Most memory is about the past. Prospective memory is about the future: a remembered intention to do something later. OMIR models it with experienceType: "intention" on an otherwise ordinary MemoryRecord — future-directed records live in the same store as retrospective ones, so the same decay, confidence, and provenance machinery applies. A conforming consumer SHOULD keep intentions out of ordinary retrospective recall and surface them when their trigger condition is met (a time, a context); the omir-personal-assistant profile makes this explicit (Profiles).

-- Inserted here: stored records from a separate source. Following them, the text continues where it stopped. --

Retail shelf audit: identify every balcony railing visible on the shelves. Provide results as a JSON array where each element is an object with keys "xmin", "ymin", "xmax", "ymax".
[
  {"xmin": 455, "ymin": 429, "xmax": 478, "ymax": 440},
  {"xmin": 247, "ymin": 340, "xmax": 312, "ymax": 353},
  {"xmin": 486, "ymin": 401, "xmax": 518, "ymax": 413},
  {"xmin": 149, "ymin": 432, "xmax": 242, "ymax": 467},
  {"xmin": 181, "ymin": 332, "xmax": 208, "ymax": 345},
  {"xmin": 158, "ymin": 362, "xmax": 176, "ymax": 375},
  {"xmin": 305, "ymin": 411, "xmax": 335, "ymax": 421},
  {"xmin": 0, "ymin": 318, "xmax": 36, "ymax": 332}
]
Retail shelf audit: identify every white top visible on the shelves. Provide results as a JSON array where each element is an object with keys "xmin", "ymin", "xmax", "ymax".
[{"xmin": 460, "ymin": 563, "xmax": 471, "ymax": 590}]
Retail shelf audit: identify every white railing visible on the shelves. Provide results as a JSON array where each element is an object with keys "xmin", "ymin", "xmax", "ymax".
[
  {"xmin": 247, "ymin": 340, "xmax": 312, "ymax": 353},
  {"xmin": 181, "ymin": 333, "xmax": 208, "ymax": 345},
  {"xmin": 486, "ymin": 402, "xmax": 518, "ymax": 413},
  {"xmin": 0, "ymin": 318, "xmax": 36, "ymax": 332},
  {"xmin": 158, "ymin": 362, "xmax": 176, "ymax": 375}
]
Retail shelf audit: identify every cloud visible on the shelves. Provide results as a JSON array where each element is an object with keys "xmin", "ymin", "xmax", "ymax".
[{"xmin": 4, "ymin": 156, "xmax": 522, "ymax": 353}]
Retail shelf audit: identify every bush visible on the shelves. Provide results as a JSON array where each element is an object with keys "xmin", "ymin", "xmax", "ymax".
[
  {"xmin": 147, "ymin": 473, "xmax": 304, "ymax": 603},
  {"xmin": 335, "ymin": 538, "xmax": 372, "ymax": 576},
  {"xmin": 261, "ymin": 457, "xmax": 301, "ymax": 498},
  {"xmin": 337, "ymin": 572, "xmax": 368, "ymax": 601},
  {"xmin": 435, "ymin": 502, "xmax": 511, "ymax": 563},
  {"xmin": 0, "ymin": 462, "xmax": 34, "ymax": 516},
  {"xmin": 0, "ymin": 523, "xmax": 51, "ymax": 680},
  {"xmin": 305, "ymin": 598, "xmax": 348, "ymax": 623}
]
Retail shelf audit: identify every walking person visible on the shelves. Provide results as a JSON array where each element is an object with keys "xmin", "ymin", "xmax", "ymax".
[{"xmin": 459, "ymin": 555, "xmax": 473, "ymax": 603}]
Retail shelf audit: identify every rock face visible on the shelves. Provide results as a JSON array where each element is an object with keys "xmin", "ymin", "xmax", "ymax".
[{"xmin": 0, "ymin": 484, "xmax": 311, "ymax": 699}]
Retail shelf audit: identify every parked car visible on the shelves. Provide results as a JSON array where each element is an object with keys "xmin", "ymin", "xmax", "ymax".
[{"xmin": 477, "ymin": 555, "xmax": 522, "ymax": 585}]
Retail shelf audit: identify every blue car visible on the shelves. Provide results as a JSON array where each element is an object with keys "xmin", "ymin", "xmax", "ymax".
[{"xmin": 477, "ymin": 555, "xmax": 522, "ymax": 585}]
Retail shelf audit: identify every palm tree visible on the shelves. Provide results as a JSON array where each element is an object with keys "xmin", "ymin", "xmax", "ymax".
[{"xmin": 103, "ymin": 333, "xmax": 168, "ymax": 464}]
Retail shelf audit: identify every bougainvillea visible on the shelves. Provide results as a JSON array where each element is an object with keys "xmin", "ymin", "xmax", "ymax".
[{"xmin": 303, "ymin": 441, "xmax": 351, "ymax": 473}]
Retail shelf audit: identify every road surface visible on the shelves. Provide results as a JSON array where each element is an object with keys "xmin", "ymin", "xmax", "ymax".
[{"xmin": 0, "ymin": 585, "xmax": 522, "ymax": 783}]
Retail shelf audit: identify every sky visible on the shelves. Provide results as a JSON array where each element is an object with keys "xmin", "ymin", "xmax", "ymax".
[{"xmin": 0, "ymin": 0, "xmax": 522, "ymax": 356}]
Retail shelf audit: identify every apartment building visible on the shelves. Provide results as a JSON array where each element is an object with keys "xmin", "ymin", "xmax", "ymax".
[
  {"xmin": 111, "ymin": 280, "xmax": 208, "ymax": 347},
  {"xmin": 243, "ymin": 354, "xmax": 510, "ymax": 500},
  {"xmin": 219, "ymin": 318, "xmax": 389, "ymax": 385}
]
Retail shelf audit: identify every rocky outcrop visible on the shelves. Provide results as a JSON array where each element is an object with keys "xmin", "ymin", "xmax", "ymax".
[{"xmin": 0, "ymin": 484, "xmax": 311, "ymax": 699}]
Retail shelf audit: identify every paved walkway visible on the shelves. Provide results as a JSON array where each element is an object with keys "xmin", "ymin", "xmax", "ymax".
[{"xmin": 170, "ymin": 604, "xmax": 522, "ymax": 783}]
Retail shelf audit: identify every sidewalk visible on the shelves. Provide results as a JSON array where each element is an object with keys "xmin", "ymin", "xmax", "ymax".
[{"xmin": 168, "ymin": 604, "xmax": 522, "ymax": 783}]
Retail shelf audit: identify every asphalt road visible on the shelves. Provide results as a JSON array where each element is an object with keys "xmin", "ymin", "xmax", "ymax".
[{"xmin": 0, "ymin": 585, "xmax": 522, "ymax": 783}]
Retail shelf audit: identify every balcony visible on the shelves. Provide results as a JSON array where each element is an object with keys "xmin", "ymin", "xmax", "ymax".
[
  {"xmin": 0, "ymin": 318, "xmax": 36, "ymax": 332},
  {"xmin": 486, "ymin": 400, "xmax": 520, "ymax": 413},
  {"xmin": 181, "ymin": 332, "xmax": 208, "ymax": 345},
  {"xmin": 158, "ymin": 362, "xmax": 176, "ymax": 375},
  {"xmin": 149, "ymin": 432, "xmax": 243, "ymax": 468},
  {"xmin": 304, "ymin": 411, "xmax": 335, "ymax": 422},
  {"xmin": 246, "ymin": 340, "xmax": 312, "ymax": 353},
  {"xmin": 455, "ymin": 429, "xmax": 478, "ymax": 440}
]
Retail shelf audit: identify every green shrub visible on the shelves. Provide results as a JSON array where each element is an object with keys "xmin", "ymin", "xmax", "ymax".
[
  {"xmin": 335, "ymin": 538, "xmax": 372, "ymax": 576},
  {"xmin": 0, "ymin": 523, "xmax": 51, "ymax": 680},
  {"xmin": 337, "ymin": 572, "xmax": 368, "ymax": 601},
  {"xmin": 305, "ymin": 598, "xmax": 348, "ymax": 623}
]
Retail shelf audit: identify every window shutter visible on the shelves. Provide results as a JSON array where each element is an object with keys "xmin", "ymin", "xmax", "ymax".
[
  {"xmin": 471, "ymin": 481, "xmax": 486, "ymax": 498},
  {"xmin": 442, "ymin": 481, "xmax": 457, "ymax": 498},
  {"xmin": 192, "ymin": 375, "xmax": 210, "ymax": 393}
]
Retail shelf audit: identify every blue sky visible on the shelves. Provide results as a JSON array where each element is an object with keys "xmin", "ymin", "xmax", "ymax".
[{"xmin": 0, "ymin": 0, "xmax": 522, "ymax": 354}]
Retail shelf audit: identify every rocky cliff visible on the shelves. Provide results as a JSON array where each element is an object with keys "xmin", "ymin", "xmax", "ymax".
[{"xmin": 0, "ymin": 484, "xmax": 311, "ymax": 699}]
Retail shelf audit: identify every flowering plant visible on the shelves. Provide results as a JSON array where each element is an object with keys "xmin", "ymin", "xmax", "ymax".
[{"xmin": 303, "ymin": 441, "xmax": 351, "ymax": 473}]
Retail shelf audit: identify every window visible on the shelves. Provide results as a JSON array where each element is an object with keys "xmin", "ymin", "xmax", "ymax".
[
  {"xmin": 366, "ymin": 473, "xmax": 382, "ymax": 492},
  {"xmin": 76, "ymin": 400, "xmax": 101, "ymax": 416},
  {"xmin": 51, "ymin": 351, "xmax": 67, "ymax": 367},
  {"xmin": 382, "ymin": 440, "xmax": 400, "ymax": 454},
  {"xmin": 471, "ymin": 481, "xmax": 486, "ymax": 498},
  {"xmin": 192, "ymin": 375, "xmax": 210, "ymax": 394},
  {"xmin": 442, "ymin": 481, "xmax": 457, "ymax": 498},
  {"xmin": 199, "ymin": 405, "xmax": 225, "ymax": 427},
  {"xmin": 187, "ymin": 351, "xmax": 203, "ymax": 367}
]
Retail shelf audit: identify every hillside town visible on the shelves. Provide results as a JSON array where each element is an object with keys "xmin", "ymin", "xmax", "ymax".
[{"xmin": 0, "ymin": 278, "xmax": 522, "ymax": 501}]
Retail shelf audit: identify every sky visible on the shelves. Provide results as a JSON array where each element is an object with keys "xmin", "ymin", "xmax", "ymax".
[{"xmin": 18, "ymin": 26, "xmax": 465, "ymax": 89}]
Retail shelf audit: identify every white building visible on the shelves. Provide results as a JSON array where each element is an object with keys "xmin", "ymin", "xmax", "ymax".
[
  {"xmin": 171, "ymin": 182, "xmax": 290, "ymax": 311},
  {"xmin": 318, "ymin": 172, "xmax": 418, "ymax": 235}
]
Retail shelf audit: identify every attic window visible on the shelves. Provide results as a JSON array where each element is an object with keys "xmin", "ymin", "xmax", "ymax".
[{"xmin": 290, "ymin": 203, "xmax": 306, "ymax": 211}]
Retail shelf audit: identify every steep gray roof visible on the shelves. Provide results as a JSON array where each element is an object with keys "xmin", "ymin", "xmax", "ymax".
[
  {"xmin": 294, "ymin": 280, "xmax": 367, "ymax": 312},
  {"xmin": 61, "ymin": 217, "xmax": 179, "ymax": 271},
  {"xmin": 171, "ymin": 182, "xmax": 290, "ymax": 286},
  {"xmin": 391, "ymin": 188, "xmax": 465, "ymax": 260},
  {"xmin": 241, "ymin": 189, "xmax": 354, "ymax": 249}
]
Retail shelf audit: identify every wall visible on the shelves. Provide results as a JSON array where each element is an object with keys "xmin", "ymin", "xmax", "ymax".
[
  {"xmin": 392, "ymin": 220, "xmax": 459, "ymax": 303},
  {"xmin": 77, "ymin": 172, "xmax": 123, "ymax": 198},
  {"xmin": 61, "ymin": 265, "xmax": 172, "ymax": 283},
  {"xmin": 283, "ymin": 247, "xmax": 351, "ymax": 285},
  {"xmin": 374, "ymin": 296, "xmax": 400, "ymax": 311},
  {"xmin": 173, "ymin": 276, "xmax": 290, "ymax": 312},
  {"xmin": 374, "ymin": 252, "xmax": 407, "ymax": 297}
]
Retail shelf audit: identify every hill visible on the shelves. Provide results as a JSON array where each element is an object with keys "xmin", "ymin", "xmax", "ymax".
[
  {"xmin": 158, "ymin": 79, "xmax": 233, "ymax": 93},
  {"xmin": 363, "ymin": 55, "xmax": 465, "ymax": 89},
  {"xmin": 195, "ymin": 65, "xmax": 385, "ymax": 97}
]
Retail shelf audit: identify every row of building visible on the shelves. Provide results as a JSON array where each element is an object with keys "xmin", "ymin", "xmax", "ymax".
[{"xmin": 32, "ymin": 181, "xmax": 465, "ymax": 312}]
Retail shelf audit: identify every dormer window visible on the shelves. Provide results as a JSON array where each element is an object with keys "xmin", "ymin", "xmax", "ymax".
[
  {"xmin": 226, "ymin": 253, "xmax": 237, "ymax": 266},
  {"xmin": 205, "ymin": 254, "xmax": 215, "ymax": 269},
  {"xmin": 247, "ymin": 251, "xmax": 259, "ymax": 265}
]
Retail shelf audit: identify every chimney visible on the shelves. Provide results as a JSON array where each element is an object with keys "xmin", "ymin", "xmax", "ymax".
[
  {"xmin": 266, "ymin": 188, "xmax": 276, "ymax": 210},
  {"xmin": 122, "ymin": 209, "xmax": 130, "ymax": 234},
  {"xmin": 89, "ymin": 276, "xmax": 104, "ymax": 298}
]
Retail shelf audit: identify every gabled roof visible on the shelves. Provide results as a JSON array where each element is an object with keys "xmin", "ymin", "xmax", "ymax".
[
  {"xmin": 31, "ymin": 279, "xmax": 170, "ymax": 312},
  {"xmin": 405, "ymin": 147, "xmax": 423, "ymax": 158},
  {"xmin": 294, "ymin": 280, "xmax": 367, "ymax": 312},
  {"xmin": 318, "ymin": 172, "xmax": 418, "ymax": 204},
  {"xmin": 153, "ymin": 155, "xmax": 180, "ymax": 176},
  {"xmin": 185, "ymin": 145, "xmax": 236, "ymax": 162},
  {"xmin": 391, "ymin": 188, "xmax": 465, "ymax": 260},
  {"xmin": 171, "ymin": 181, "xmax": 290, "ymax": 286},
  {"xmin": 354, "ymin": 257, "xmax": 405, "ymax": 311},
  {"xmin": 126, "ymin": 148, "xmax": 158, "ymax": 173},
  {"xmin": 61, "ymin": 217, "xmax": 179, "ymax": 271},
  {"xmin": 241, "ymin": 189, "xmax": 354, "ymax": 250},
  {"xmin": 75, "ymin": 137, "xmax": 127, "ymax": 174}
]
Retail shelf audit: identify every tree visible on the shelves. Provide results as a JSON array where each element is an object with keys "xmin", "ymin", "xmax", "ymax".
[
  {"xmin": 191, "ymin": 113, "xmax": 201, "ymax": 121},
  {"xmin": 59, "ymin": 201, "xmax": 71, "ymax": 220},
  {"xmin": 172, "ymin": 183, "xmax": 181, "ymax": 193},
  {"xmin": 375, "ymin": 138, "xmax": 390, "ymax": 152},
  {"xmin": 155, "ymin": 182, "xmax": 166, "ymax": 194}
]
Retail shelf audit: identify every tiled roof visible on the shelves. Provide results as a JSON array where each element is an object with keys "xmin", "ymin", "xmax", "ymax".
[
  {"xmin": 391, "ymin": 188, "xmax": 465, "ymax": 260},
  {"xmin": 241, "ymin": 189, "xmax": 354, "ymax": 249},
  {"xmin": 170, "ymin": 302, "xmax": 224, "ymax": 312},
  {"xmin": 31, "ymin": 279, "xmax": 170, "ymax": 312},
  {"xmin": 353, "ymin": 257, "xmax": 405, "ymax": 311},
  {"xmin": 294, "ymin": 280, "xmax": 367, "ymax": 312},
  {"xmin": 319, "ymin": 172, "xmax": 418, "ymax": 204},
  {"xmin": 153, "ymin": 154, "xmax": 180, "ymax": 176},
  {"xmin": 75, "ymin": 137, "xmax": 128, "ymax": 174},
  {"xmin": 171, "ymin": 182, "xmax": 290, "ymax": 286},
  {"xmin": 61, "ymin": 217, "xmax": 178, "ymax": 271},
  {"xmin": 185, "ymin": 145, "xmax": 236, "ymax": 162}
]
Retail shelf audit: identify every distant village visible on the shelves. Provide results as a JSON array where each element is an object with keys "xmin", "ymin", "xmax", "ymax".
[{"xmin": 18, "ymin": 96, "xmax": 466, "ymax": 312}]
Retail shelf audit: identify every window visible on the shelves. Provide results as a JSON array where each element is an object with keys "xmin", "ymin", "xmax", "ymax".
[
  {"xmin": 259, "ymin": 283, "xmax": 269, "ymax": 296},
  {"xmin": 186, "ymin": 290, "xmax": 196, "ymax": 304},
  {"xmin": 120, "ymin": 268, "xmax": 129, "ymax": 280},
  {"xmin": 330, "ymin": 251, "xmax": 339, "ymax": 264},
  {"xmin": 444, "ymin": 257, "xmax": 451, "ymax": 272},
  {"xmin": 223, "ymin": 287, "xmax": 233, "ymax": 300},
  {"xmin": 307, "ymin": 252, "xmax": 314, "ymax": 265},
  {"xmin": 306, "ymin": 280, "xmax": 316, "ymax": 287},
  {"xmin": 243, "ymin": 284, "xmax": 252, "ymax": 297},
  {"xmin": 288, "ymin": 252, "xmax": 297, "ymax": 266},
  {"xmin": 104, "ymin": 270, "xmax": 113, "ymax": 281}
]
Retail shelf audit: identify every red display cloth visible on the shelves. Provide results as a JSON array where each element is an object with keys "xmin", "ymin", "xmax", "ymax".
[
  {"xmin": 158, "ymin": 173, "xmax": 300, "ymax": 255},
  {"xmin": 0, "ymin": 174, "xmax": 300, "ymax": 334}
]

What OMIR deliberately does not specify

The following are implementation concerns. They are real and important, but they are not part of the at-rest contract, and a conformant document says nothing about them:

  • Retrieval scoring. How memories are ranked at query time (similarity, BM25, graph spreading, cross-encoders, RRF fusion, multi-signal blends) is engine-specific. Score vectors ride in extension[]; they are never core. See the worked example in Extensions.
  • Embeddings. Which model, which dimensionality, which vector — all implementation. R1 carries embeddings only as extensions; a neutral embedding representation is a candidate generalization (Toward a Global Standard §D).
  • Consolidation schedules, replay, “sleep” phases. When and how memory is reorganized is an algorithm, not a state.
  • Storage and indexing. Vector indexes, key-value engines, graph databases — none of it is OMIR’s concern. OMIR is the bytes at rest, not the engine.

This boundary is the whole design: standardize the state so any engine can read another engine’s memory, and leave the behavior free so engines still have something to compete on.